The Institute of Electrical and Electronics Engineers Signal Processing Society (IEEE SPS) has appointed the School of Engineering Professor Distinguished Lecturer.
Dimitri Van De Ville, professor and head of the medical image processing laboratory, has just been awarded the title of Distinguished Lecturer for a period of two years. Through various conferences, he will contribute to the visibility and reputation of his field of research and our institution. A first presentation will be given at the Indian Institute of Technology by videoconference on February 2 at 1:00 pm. Link to watch the conference.
The IEEE SPS Distinguished Lecturer program allows renowned researchers and authors in the field of signal processing to give various lectures. Speakers are nominated by technical committees, chapter chairs, editorial boards and selected by the Society’s Award Board. Five Distinguished Lecturers have been appointed for the period 2021-2022.
The next lectures by Professor Van De Ville will take place on 26 March 2021 at 10.30 am (IEEE Signal Processing Society, Gujarat Chapter, Nano Electronics and Bioscience Symposium) and on 9 June 2021 at 5 pm (29th IEEE Conference on Signal Processing and Communications Applications).
Dimitri Van De Ville’s talk
“Graph Signal Processing for Computational Neuroimaging”
State-of-the-art magnetic resonance imaging (MRI) provides unprecedented opportunities to study brain structure (anatomy) and function (physiology). Based on such data, graph representations can be built where nodes are associated to brain regions and edge weights to strengths of structural or functional connections. In particular, structural graphs capture major neural pathways in white matter using tractography on diffusion-weighted MRI data, while functional graphs map out statistical interdependencies between pairs of regional activity traces from resting-state functional MRI. Network analysis of these graphs has revealed emergent system-level properties of brain structure or function, such as efficiency of communication and modular organization.

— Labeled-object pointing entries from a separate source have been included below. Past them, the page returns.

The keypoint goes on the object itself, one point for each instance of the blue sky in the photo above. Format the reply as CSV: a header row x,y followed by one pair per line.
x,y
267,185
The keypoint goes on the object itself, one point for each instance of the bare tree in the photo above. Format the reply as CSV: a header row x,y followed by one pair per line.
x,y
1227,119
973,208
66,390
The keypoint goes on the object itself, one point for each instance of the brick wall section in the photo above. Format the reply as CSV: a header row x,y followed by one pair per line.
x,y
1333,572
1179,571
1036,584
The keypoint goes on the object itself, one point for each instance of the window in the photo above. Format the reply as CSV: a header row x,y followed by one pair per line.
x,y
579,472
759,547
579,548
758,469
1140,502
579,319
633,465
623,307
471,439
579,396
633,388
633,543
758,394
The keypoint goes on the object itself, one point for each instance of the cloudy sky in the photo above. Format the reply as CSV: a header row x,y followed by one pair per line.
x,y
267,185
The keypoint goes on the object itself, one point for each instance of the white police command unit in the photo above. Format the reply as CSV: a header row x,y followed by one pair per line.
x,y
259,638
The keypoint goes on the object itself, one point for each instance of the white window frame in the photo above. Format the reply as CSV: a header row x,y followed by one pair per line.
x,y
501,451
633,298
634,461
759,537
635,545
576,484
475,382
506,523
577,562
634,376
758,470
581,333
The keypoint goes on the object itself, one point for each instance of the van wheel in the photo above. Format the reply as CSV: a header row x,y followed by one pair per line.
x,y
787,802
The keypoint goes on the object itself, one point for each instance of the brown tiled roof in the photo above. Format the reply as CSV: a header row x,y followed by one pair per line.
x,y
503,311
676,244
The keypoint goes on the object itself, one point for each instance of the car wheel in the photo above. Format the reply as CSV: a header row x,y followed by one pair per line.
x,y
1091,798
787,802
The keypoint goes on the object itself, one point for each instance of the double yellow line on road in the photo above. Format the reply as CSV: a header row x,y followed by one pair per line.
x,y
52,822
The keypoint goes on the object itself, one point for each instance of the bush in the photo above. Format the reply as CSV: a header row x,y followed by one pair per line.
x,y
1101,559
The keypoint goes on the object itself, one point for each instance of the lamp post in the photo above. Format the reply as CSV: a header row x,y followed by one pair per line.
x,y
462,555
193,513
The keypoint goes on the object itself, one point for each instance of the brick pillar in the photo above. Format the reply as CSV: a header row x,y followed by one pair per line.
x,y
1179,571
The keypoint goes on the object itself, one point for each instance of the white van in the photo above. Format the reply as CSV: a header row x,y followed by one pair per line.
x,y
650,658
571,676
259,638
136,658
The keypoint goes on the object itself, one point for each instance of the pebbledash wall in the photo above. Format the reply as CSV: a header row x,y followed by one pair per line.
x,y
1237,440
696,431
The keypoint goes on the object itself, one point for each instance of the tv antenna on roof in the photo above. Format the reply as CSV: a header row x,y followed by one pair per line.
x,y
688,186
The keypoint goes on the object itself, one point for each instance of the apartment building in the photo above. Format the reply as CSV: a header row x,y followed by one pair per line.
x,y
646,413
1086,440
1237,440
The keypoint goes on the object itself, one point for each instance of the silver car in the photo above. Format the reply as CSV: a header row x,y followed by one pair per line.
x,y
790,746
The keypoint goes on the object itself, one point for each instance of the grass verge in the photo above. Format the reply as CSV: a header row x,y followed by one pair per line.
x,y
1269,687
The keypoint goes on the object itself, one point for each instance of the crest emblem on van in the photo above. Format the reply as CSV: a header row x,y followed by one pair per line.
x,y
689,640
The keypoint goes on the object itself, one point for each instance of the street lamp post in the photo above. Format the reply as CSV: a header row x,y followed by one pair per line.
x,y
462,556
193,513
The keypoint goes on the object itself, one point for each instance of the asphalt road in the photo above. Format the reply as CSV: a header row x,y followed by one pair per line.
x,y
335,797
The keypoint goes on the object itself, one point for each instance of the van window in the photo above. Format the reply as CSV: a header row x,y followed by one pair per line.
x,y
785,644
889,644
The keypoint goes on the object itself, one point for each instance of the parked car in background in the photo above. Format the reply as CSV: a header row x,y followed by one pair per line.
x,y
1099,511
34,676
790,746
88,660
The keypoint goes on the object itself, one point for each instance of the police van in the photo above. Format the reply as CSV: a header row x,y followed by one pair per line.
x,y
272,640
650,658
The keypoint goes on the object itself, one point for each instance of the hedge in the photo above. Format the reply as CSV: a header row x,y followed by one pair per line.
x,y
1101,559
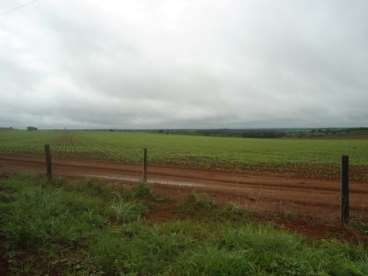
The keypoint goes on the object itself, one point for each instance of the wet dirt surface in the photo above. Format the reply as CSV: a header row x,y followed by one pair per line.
x,y
292,196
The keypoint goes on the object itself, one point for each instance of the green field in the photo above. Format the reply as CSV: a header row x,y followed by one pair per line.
x,y
91,228
185,149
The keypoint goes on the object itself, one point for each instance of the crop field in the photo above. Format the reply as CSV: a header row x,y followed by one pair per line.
x,y
187,150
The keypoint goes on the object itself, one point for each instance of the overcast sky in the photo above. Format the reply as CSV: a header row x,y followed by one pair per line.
x,y
183,63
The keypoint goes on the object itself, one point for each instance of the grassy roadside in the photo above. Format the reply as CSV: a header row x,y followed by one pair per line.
x,y
83,228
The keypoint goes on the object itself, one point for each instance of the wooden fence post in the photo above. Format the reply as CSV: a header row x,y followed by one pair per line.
x,y
48,162
345,209
145,164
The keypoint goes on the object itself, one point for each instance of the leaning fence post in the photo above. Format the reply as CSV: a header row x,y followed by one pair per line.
x,y
48,162
145,164
345,209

In this talk, graph signal processing (GSP) will be presented as a novel framework to integrate brain structure, contained in the structural graph, with brain function, characterized by activity traces that can be considered as time-dependent graph signals. Such a perspective allows to define novel meaningful graph-filtering operations of brain activity that take into account smoothness of signals on the anatomical backbone. This allows to define a new measure of “coupling” between structure and function based on how activity is expressed on structural graph harmonics. To provide statistical inference, we also extend the well-known Fourier phase randomization method to generate surrogate data to the graph setting. This new measure reveals a behaviorally relevant spatial gradient, where sensory regions tend to be more coupled with structure, and high-level cognitive ones less so. In addition, we also make a case to introduce the graph modularity matrix at the core of GSP, in order to incorporate knowledge about graph community structure when processing signals on the graph, but without the need for community detection. Finally, recent work will highlight how the spatial resolution of this type of analyses can be increased to the voxel level, representing a few hundredth thousands of nodes.